What Could Be Improved
- Pacing in the middle: The narrative occasionally lingers too long in its atmospheric introspection, slowing the forward momentum. Some scenes, particularly those involving philosophical banter, feel repetitive in service of themes already well-established.
- Character overload: Secondary characters such as Jacques and Jonathan are well-drawn but underutilized. Their relationships to the central trio could have added more dimension had they been more tightly woven into the climax.
Still, these are minor critiques in a novel that otherwise holds its emotional center with authority.
Comparison with Similar Works
Readers who loved The Secret History by Donna Tartt or Bunny by Mona Awad will feel right at home with The Wildelings by Lisa Harding. Its exploration of elite intellectual circles, gendered power dynamics, and psychological disintegration places it squarely within that canon.

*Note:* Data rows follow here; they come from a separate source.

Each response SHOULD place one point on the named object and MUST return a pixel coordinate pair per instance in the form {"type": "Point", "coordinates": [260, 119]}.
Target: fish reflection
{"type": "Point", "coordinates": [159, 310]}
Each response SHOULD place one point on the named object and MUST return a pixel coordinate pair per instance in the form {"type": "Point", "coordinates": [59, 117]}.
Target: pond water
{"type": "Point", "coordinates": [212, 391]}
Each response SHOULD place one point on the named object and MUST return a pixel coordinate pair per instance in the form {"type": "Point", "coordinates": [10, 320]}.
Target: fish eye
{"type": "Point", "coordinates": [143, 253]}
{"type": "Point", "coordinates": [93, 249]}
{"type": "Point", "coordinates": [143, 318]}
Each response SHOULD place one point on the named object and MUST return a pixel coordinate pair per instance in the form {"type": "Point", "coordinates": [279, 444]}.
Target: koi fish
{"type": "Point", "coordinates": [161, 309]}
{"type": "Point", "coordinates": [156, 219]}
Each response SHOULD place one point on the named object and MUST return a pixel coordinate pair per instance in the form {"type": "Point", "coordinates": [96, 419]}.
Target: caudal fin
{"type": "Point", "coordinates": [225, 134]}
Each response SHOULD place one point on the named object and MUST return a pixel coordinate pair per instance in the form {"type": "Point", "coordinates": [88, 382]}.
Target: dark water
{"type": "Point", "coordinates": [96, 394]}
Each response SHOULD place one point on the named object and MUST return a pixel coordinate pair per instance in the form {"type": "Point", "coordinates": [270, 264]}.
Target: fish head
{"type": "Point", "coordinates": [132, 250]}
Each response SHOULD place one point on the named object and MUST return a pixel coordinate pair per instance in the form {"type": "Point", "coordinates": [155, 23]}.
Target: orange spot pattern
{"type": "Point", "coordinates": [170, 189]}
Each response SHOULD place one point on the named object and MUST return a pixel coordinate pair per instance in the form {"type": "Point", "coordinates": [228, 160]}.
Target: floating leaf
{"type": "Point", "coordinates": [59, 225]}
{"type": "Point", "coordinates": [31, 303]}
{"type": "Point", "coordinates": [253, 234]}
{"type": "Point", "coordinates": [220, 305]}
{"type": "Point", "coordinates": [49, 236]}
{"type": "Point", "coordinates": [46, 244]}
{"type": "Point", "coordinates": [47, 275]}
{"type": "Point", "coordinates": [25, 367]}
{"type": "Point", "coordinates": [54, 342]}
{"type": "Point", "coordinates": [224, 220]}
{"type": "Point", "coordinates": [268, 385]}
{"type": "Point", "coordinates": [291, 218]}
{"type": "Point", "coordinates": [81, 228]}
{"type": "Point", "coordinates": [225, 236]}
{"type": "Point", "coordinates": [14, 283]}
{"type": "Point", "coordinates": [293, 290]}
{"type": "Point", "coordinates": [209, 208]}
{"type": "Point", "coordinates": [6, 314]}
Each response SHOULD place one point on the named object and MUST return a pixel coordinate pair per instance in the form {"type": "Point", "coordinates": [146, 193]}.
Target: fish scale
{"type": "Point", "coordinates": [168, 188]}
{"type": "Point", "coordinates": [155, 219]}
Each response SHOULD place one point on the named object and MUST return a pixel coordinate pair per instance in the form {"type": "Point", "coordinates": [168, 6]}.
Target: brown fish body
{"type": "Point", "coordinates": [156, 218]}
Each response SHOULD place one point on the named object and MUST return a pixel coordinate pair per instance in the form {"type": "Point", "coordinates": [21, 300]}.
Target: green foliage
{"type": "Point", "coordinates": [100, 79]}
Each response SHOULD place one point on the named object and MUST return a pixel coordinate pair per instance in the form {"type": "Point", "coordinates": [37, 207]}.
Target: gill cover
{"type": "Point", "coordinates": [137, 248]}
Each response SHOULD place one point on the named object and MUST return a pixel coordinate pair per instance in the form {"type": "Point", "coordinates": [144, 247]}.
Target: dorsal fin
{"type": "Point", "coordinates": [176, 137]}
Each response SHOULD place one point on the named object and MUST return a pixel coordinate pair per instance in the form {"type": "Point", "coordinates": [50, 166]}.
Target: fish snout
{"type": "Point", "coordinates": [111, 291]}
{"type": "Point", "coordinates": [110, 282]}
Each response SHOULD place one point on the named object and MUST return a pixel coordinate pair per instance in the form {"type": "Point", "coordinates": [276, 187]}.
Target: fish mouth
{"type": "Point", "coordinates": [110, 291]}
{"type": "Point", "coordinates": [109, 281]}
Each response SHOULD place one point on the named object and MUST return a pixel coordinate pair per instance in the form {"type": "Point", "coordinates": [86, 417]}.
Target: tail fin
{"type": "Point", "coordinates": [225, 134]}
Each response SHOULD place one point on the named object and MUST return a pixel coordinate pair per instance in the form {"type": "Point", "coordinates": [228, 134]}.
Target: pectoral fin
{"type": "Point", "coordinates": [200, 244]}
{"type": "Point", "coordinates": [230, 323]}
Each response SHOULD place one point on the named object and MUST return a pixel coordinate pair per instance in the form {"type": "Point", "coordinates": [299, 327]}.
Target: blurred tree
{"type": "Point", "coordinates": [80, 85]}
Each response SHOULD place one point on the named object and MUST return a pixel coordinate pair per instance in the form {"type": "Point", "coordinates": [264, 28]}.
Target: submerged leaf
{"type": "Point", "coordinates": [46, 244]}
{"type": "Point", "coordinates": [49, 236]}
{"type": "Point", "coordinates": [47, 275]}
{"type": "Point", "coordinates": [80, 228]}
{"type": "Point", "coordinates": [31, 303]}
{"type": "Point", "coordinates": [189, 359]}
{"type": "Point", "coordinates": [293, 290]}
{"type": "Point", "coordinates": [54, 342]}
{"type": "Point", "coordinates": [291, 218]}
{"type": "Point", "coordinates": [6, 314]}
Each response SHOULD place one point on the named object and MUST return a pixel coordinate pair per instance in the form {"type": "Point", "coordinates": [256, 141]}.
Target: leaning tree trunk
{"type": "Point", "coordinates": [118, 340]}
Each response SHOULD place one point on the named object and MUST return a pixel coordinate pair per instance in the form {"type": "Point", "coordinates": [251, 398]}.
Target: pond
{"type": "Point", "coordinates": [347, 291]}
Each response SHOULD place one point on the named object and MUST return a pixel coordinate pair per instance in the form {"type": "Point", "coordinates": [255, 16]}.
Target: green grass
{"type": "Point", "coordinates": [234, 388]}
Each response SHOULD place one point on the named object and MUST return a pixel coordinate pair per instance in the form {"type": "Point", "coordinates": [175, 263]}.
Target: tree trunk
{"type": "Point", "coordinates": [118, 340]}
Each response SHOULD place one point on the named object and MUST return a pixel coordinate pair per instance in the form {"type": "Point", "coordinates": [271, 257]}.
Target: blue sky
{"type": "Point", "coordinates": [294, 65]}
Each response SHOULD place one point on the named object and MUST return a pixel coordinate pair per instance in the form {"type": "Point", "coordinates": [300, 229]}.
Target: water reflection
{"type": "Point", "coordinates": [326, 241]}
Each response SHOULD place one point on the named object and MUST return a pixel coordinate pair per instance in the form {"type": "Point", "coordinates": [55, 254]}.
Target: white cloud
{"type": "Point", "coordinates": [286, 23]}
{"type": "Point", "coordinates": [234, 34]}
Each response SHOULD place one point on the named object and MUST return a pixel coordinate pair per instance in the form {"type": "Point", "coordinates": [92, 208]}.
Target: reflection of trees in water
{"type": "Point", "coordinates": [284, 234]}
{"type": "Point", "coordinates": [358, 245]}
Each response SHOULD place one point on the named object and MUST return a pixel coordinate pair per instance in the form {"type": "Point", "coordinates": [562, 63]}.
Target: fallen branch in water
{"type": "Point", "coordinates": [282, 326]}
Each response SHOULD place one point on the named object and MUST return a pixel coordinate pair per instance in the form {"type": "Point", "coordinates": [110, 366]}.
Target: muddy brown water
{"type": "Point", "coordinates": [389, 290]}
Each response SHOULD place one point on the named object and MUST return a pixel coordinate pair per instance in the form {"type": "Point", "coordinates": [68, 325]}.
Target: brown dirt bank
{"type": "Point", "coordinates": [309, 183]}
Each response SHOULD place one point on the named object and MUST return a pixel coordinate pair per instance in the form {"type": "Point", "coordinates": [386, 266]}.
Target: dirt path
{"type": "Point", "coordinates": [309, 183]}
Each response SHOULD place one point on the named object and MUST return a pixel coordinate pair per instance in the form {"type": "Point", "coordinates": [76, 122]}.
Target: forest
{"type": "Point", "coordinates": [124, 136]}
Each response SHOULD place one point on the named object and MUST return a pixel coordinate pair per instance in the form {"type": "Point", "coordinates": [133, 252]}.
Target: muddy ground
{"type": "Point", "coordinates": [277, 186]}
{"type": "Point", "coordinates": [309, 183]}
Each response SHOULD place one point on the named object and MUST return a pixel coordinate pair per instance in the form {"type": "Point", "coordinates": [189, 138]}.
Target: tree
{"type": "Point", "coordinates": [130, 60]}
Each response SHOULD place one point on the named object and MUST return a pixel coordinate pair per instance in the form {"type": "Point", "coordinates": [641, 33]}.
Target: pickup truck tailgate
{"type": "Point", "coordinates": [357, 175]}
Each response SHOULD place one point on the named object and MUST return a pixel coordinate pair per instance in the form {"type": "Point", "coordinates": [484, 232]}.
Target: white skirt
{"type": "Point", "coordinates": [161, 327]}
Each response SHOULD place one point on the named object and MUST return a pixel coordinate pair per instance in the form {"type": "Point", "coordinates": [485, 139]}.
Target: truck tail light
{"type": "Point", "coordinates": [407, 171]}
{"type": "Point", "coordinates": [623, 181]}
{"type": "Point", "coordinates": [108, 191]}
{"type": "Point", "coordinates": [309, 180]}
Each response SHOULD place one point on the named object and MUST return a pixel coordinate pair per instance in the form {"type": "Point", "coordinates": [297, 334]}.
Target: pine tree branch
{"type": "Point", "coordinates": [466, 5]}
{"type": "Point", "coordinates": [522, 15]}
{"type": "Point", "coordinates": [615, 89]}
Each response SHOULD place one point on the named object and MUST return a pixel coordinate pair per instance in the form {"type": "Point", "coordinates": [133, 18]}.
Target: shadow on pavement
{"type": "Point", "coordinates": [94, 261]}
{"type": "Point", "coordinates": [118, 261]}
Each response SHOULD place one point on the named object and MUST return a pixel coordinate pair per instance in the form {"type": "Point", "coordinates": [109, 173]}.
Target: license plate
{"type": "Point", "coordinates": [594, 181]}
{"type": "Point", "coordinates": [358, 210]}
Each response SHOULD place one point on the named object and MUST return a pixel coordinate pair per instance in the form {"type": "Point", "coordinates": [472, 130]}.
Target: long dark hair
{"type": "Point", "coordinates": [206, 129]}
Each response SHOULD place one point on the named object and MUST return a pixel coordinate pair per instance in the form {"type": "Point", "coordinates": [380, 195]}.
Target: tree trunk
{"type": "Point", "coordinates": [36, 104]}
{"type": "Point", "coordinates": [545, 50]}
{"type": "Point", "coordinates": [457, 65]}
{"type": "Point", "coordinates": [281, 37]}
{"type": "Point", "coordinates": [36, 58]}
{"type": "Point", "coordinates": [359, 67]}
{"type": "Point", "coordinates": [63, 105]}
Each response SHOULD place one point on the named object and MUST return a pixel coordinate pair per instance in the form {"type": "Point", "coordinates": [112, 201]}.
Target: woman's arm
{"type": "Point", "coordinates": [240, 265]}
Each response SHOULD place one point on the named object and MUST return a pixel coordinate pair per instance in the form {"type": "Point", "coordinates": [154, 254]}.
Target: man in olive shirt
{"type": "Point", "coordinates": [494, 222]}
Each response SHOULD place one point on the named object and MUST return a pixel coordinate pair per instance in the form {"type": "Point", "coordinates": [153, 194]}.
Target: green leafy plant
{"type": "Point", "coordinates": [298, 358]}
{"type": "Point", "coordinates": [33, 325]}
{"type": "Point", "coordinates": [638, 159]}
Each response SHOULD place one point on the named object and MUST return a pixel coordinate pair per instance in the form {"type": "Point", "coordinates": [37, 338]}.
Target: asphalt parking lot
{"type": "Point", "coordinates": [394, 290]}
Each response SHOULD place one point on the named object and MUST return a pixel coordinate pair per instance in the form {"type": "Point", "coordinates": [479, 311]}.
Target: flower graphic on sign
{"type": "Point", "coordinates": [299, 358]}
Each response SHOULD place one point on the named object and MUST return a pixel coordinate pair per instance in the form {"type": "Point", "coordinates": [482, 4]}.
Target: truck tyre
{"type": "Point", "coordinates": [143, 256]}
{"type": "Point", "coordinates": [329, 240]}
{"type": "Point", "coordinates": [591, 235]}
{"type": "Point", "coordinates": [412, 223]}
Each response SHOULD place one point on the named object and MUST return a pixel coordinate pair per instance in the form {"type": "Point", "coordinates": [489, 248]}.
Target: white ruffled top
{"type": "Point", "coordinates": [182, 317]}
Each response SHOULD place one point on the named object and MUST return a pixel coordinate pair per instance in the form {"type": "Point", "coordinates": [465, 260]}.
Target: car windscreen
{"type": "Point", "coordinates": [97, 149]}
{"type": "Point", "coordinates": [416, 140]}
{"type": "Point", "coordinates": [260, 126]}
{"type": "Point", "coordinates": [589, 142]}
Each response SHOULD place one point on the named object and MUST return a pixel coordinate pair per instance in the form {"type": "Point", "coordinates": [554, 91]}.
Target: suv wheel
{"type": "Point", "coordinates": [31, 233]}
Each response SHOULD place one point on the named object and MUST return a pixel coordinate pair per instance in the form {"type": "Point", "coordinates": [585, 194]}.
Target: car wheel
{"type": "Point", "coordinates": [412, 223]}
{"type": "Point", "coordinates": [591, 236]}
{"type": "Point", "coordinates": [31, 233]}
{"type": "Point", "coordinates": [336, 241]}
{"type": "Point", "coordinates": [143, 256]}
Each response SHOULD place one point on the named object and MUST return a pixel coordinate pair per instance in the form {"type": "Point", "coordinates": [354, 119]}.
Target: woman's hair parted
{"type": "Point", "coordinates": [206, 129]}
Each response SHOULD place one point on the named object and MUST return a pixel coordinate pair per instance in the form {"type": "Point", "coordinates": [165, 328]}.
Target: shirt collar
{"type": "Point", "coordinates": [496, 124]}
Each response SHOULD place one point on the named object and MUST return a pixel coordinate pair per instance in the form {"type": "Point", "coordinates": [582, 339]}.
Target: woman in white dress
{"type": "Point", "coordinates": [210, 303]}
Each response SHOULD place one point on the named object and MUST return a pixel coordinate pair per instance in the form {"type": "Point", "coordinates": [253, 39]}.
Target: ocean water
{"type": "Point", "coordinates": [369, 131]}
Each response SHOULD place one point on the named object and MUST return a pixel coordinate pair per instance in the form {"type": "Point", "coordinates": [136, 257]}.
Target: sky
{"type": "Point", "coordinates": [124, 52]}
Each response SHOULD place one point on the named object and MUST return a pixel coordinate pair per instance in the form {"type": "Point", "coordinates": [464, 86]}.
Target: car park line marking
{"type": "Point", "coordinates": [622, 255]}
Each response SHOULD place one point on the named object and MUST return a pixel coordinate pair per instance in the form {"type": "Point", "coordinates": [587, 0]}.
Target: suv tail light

Lisa Harding’s Bright Burning Things was a powerful look at addiction and motherhood; Harvesting dealt with human trafficking and resilience. The Wildelings by Lisa Harding, in contrast, is more intimate but no less intense—a dark gem of female relationships and formative betrayals.
Final Verdict: A Chilling and Tender Triumph
The Wildelings by Lisa Harding is an unflinching exploration of identity, trauma, and betrayal dressed in the velvet and ink of Dark Academia. It is a cautionary tale about the seductions of charisma and the perils of abandoning the self for belonging. Harding’s greatest achievement is how she maps the landscape of young womanhood—not in simplistic binaries of strong or weak, right or wrong—but in all its chaotic yearning.
This is a novel to savor and be unsettled by, a book that lingers like the memory of a friendship that changed you—utterly, irrevocably.